The international firm Standard & Poor's improved El Salvador's risk rating by passing it from CCC + Positive / C to B-Stable / B, the Central Reserve Bank (BCR) of the Central American country reported today.
"In the opinion of the rating agency Standard and Poors, El Salvador's fiscal deficits will be consistently moderate and its debt levels stable over the next three years," the BCR said according to the Standard & Poor's report.
The source said that the rating agency Standard & Poor's improved the risk rating of El Salvador "after recognizing the important step taken by the Legislative Assembly to establish agreements to pay 800 million dollars in Eurobonds due in December 2019."

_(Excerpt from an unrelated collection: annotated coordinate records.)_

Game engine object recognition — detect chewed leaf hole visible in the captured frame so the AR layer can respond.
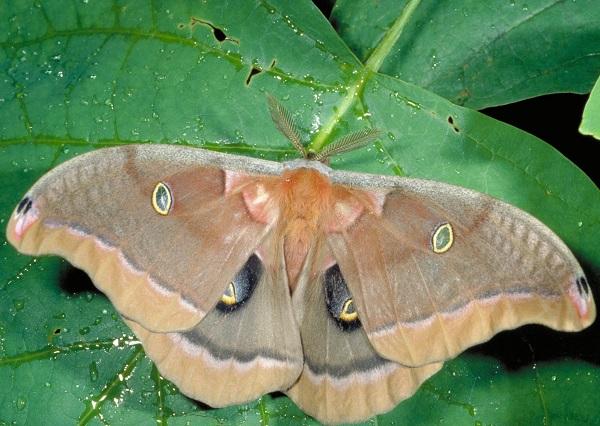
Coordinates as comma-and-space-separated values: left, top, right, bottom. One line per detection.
190, 18, 239, 43
448, 115, 460, 133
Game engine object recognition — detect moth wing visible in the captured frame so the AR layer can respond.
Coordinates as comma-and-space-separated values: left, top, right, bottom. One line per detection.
285, 241, 442, 424
126, 236, 302, 407
7, 145, 282, 331
328, 173, 596, 366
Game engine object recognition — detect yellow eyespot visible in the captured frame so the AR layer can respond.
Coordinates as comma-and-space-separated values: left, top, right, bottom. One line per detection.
152, 182, 173, 216
340, 299, 358, 322
431, 223, 454, 253
221, 282, 237, 306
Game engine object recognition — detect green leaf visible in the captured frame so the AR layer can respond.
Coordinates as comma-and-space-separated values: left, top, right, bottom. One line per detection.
0, 0, 600, 425
579, 74, 600, 139
331, 0, 600, 109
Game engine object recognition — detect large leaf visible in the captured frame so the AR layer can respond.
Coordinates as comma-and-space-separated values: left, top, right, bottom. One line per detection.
0, 0, 600, 424
332, 0, 600, 109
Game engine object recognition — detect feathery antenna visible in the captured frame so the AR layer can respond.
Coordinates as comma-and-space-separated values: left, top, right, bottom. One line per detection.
313, 129, 381, 161
267, 94, 306, 158
267, 94, 381, 162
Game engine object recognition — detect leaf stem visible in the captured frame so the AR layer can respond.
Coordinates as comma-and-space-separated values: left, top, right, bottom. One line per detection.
308, 0, 421, 152
77, 345, 144, 426
365, 0, 421, 72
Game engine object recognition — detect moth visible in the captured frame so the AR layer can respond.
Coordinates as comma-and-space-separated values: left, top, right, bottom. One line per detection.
7, 98, 596, 423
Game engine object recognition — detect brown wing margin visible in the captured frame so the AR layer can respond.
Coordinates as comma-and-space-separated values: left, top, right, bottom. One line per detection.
286, 240, 442, 424
7, 145, 276, 331
127, 238, 303, 407
329, 182, 595, 366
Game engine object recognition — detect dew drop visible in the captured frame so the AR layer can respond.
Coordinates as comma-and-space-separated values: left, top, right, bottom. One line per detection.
13, 299, 25, 312
15, 396, 27, 411
89, 361, 98, 382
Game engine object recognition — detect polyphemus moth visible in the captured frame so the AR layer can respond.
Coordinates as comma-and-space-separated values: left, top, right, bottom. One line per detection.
7, 98, 596, 423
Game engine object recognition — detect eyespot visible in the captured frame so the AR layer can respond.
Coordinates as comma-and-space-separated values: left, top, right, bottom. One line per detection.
221, 281, 237, 305
324, 265, 360, 331
217, 254, 263, 313
431, 222, 454, 254
340, 298, 358, 322
17, 196, 33, 215
152, 182, 173, 216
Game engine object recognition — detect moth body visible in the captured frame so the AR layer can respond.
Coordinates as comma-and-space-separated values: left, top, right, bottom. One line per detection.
7, 145, 596, 423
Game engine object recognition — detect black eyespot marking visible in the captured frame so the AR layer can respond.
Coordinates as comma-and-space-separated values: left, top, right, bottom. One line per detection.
217, 254, 263, 313
246, 65, 262, 86
17, 197, 33, 214
448, 115, 460, 133
575, 276, 590, 296
152, 182, 173, 216
324, 265, 360, 331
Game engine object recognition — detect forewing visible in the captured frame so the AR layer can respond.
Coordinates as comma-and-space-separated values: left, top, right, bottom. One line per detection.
127, 238, 302, 407
286, 241, 442, 423
329, 179, 595, 366
7, 145, 278, 331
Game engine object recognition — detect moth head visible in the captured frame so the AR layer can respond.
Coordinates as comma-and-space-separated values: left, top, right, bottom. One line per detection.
267, 95, 381, 163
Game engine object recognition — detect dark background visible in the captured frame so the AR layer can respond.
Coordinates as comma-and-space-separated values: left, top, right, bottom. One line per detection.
313, 0, 600, 370
313, 0, 600, 185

On December 21, the Congress of El Salvador approved with 83 votes the General Budget of the Nation 2019 for 6,713.2 million dollars and authorized the Executive the issuance of securities for 1,297 million to pay debt maturity and cover extraordinary expenses of the budget.
El Salvador will pay in 2019 a total of 1,822 million dollars of debt, of which 1,090 million correspond to "amortization" and 732 million dollars to "interest", according to the Ministry of Finance.
In April 2017, the Government of El Salvador fell into default on the debt with the Pension Fund Administrators (AFP) due to the lack of agreements between the ruling party and the opposition to issue bonds and settle the payment.
To settle the default, the Congress of the Central American country subsequently authorized cuts to the General Budget and the areas most affected were those of Security, Education, Health and the Environment.